Do You Know the
Businesses You Own
In Your Portfolio?

Clarity starts with knowing what you own and understanding the reasons you own those businesses in the first place.

Know what you own and why

Investors today are inundated with all kinds of investment choices… from ETFs to Mutual Funds to Funds of Funds. It’s no wonder so many investors don’t know what businesses they own in their portfolios. As a result, they do not see themselves as owners in businesses and therefore do not make decisions with the knowledge or conviction needed to be successful. They lack the ability to Invest with Clarity®.

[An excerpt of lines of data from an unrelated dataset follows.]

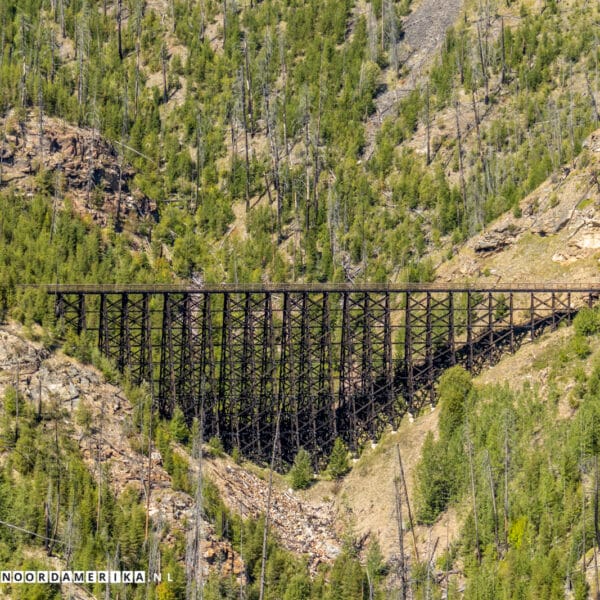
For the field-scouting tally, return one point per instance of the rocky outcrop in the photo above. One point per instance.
(50, 155)
(302, 527)
(108, 444)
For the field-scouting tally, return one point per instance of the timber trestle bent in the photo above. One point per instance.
(330, 360)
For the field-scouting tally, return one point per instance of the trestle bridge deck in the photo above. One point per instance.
(325, 360)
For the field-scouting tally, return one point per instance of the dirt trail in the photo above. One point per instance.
(424, 31)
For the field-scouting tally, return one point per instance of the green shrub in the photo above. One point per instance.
(434, 487)
(301, 472)
(338, 461)
(215, 446)
(580, 346)
(587, 321)
(453, 390)
(179, 429)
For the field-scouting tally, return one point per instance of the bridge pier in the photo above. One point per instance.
(314, 362)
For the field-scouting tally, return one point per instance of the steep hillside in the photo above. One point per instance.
(553, 235)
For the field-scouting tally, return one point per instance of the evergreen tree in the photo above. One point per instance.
(301, 473)
(338, 461)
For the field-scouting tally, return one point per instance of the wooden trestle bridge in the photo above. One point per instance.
(325, 360)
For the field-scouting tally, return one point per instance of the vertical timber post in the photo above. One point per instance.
(429, 346)
(491, 325)
(532, 315)
(408, 363)
(103, 327)
(81, 317)
(451, 341)
(469, 334)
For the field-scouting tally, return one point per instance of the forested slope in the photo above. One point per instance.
(290, 140)
(249, 132)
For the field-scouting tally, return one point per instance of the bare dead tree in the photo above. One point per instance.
(493, 495)
(463, 185)
(119, 23)
(242, 79)
(194, 567)
(410, 515)
(473, 494)
(400, 528)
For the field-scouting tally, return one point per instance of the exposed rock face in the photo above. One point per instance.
(107, 442)
(567, 204)
(302, 527)
(49, 154)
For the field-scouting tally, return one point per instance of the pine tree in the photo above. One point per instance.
(301, 471)
(338, 461)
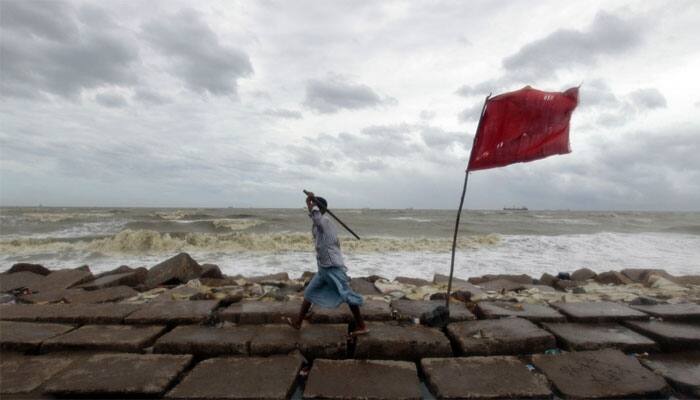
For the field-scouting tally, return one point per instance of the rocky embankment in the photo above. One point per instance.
(185, 330)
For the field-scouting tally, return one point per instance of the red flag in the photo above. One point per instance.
(521, 126)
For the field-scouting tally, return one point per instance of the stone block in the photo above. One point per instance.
(583, 274)
(17, 280)
(174, 312)
(362, 379)
(409, 310)
(63, 279)
(260, 312)
(35, 268)
(599, 374)
(531, 312)
(22, 376)
(130, 278)
(314, 341)
(79, 313)
(107, 295)
(122, 338)
(506, 336)
(670, 335)
(372, 310)
(119, 375)
(173, 271)
(675, 312)
(27, 336)
(577, 336)
(682, 370)
(602, 311)
(483, 378)
(207, 341)
(391, 341)
(240, 378)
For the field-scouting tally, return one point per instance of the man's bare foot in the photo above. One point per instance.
(292, 322)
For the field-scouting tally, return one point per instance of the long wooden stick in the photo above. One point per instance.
(459, 212)
(333, 215)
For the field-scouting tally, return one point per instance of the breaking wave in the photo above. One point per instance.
(149, 241)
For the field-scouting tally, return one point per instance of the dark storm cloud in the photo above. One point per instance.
(565, 48)
(333, 95)
(201, 61)
(42, 52)
(283, 113)
(112, 100)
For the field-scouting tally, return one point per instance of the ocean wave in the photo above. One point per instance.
(149, 241)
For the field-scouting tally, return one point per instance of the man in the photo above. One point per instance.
(330, 287)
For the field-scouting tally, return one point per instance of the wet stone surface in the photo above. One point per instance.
(483, 378)
(26, 336)
(678, 312)
(599, 374)
(531, 312)
(362, 379)
(119, 375)
(372, 310)
(240, 378)
(260, 312)
(24, 374)
(670, 335)
(409, 310)
(507, 336)
(173, 312)
(576, 337)
(123, 338)
(390, 341)
(105, 313)
(314, 341)
(682, 370)
(206, 340)
(603, 311)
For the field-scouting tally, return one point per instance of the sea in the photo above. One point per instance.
(400, 242)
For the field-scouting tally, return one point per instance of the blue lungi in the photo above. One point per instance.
(330, 287)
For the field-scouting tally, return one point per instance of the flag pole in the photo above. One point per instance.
(461, 204)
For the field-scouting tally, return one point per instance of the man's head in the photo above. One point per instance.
(322, 203)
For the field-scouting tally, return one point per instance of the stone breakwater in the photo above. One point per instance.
(184, 330)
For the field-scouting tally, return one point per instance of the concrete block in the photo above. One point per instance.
(314, 341)
(119, 375)
(577, 336)
(391, 341)
(409, 310)
(240, 378)
(531, 312)
(260, 312)
(507, 336)
(599, 374)
(207, 341)
(174, 312)
(602, 311)
(362, 379)
(122, 338)
(670, 335)
(27, 336)
(483, 378)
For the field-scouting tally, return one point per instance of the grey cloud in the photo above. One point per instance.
(112, 100)
(331, 96)
(565, 48)
(68, 63)
(202, 62)
(283, 113)
(649, 98)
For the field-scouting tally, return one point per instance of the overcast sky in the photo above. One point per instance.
(370, 104)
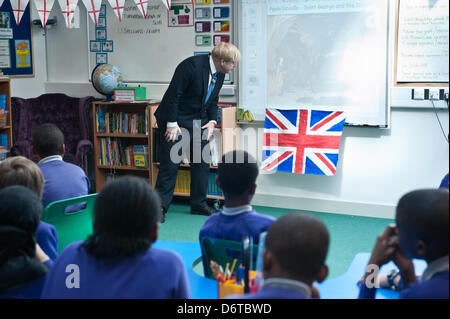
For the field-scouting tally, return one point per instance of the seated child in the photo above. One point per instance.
(23, 265)
(237, 173)
(296, 247)
(62, 180)
(117, 260)
(421, 232)
(19, 170)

What is Investing with Clarity®?

Conviction of Ownership

Clarity is driven by a clear understanding of what you own in your portfolio and the reasons you own those businesses in the first place. By viewing your portfolio as owning a collection of high quality businesses versus owning stocks, investors develop the conviction and confidence needed to take advantage of opportunities while others make decisions based on emotions.

Understanding Biases

Clarity helps investors rise above their personal biases and fears and learn how to avoid the common mistakes most investors face. By going beyond emotions, such as fear or greed, clarity helps you recognize poor investing habits based on behavior science research — such as today’s obsession with the financial news media’s sensationalized coverage of the markets. We call it, Addiction to Prediction®.

Visibility & Transparency

Clarity is having complete visibility into your investments, risks and fees —as well as the progress being made towards your goals. It is crucial to understanding what you own, as well as to creating better wealth for a better life. All Nepsis® clients see all of the activity in their accounts and can stay as informed as their personal circumstances and preferences dictate.

Freedom From Doubt

“Comparison is the thief of all joy”, President Theodore Roosevelt once proclaimed, and we wholeheartedly agree. Clarity frees investors from feeling the need to compare their portfolio’s performance with benchmarks and other gauges that are not appropriate. Find the freedom to focus on your goals, rather than suffer with doubt. Clarity is the answer, “it’s priceless” and we exist to help investors obtain its benefits.

"You can't put a dollar value on Clarity."

- Mark Pearson

Addiction to Prediction®
Helping Investors Avoid Investment Mistakes & Misconceptions

Today’s investors need clarity in their investing, financial planning and estate planning more than ever. Our Addiction to Prediction® process provides the discipline, research, advice and insight needed to break through the barriers that inhibit investors. As a result, investors can come to understand their investment portfolios in a whole new light and Invest With Clarity®.

Investors tend to be their own worst enemy – but this is not entirely their fault. The financial media and Wall Street analysts bombard the public with sensational and fear-based news, and many financial services firms fail to better inform and educate their clients. As a result, investors are left without the guidance they need to make the informed decisions required to accomplish their long-term goals.

The Dalbar Study findings repeatedly demonstrate the fact that investors sell at the lows and buy at the highs. Through the Addiction to Prediction® process, we take the time to help clients understand what they own and why they own it, as well as debunk the investing misconception plaguing today’s investors. Here are a few of the common mistakes and misconceptions that we see:

Chasing Historical Performance

Past performance does not guarantee future results. Yet, it is used to justify picking an investment. You put yourself at a disadvantage when you don’t understand how historical returns were achieved and expect the same outcome in the future.

Comparing Your Portfolio to an Index or a Benchmark

Portfolio comparison is “the thief of all joy”. If you don’t understand how benchmarks are structured, how their returns are calculated and that it’s not an ”apples to apples” comparison, you put yourself at an investing disadvantage when you compare your portfolio to an index or benchmark

Your Portfolio is Invested in the "Stock Market"

You don’t invest in the stock market. You invest in businesses. The stock market is nothing more than the greatest tool ever created to bring buyers and sellers of businesses together.

When a Stock Price Goes Down, You Lose Money

You don’t lose money until you sell your business. Volatility in businesses should be viewed as an opportunity to invest more into great businesses while they are on sale.